Outros R$ 700 milhões em revisão estão hoje reservados para fundos imobiliários. Neste caso, os recursos não foram aplicados por motivos de “mercado e de rentabilidade”. Dado o peso de suas movimentações, a Funcef ingressa em fundo imobiliário no momento da oferta, em vez de no mercado secundário. E as boas ofertas surgidas teriam tido foco nas pessoas físicas e esgotado rapidamente.

“Estamos no meio do caminho, na metade do ano, e temos ainda dois grandes itens no nosso pipeline que não foram executados em nada”, disse Santana, que prevê a conclusão da revisão da política de investimentos até setembro, após passar por comitês técnicos.

O destino dos quase R$ 2 bilhões em revisão ainda é incerto. Uma possibilidade ventilada é a safra de IPO prevista para os próximos meses. O novo diretor de investimentos da entidade, Samuel Crespi, diz que pode participar de IPOs neste segundo semestre, mas com tíquetes pequenos, sem detalhar valores. “Temos interesses nos próximos IPOs, entramos nos últimos, mas ver se podemos aumentar as fatias destinadas aos IPOs depende de estudos”, disse Crespi.

Antes de assumir a Funcef, Santana era vice-presidente de Riscos da Caixa. Empregado do banco desde 2007, tinha atuado anteriormente como gerente de Previdência na Funcef. Ele assumiu o posto no lugar do então diretor-presidente, Renato Villela, que teria desagradado o presidente da Caixa, Pedro Guimarães, em decisões de investimentos. Oficialmente, a substituição é tratada como algo natural.

No primeiro trimestre deste ano, a Funcef registrou superávit de R$ 1,82 bilhão no consolidado de seus planos. A rentabilidade acumulada no período foi recorde, de 5,75%, superior à meta atuarial de rentabilidade (3,09%). Os ativos administrados chegaram a R$ 83,9 bilhões em março, segundo dados recentemente divulgados. O bom desempenho foi impulsionado pela valorização das ações da Vale. A Funcef tem atualmente uma posição de R$ 13 bilhões na mineradora.

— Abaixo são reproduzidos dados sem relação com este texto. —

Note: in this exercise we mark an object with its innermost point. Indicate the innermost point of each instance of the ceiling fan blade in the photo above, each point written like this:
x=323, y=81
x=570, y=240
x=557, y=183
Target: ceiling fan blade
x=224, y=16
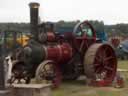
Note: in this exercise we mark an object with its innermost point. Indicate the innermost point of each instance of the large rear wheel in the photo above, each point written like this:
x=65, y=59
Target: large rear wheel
x=100, y=63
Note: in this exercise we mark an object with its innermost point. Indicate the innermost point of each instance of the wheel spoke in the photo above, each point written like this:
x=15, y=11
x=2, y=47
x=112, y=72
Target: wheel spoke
x=108, y=68
x=95, y=65
x=108, y=58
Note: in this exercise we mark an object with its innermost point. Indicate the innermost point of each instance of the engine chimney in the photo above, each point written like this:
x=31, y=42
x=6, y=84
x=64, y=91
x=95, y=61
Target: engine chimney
x=34, y=8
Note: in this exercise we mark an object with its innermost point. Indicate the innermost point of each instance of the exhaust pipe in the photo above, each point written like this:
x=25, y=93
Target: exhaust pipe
x=34, y=8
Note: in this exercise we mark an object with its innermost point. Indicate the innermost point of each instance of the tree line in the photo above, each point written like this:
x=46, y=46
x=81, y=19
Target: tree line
x=111, y=30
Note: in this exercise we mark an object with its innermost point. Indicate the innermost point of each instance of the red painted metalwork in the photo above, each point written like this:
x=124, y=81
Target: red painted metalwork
x=50, y=36
x=59, y=53
x=103, y=60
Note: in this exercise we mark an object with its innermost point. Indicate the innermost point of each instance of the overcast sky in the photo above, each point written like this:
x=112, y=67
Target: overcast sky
x=109, y=11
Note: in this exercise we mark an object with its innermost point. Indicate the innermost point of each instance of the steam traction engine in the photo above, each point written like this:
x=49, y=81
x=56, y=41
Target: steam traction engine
x=53, y=57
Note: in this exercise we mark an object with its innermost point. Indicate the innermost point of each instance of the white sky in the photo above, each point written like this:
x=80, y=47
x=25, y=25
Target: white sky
x=110, y=11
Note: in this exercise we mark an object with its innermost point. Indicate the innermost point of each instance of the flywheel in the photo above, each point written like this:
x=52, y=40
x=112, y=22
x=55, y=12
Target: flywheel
x=100, y=63
x=48, y=71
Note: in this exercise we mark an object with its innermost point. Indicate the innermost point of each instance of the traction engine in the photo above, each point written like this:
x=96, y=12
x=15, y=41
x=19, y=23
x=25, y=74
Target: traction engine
x=52, y=57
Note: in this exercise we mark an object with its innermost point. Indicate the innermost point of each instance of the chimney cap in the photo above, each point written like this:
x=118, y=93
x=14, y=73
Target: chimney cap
x=34, y=5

Santana lembra que a valorização dos papéis da Vale, ao longo do tempo, desenquadrou a Funcef numa resolução do Conselho Monetário Nacional (CMN), que diz que os fundos podem alocar até 10% em ativos do mesmo emissor. A Funcef tem dois anos para realizar o reenquadramento, com a venda, aos poucos, dos papéis da mineradora. Para ele, a redução da exposição é também uma forma de reduzir riscos.

“Precisamos nos enquadrar, mas também reduzir a exposição, que está concentrada num plano maduro [em fase de pagamentos de benefícios], que é o Reg/Replan. Precisamos ter uma gestão desse plano aderente ao perfil do passivo desse plano. Mas não temos pressa para fazer esse movimento, ninguém pressionando, nem regulatório. Essa é a estratégia macro da fundação”, acrescentou Santana.

Apesar do superávit no primeiro trimestre, o plano Reg/Replan, principal plano de aposentadoria da Funcef, ainda apresenta um déficit técnico acumulado de R$ 19 bilhões. Esse é o valor que falta para o plano conseguir pagar todos os benefícios previstos até o último participante sobrevivente. Esse déficit, porém, está equacionado, com contribuições extras dos associados e do patrocinador (Caixa).